You think Goldman Sachs was reaching when it said oil could spike to $200? Try Louise Yamada on for size.

The former Citigroup analyst sees oil going to $450 inside a decade.

Based upon fundamental demand and technical market factors, Yamada says much higher oil just makes sense.

"If the present rhymes with history, oil prices might be expected to advance significantly ($253 to even above $453) over the decade ahead,” she wrote in a report to clients.

Yamada is managing director of Louise Yamada Technical Research Advisors, a firm she founded in October 2005. Prior to that, she spent more than two decades at Smith Barney, where she was the top-ranked market technician for four years.

Population of “six billion…and rising to nine billion, with greater and growing energy demands (electricity for technology, air conditioning, etc.) than ever before,” leads her to believe demand will continue to outweigh supply in the oil market.

Current output of oil worldwide is expected to rise to 116 million barrels per day (bpd) by 2030 from 86 million bpd, according to the International Energy Agency.

Yamada has been right on long-term market calls before.

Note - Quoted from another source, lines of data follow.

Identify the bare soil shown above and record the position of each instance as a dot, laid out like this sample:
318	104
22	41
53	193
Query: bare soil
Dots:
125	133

From a technical perspective, she relies on historical trading patterns and calculates a gain of more than 1,000 percent from the 2004 breakout point of $40 a barrel. This provides “an outstanding (and astounding) target of $452.92 per barrel!” she warns.

Besides the imbalance in supply and demand, the dollar is also contributing to higher oil prices, in Yamada’s opinion. She highlighted Chevron, Anadarko Petroleum, and Halliburton in recent comments.

Consistent with this analysis, she also likes agricultural commodities and food stocks, thinking inflation will increase and higher prices will lead to greater profits for producers and processors. In particular, smaller stocks are more likely to outperform, she writes.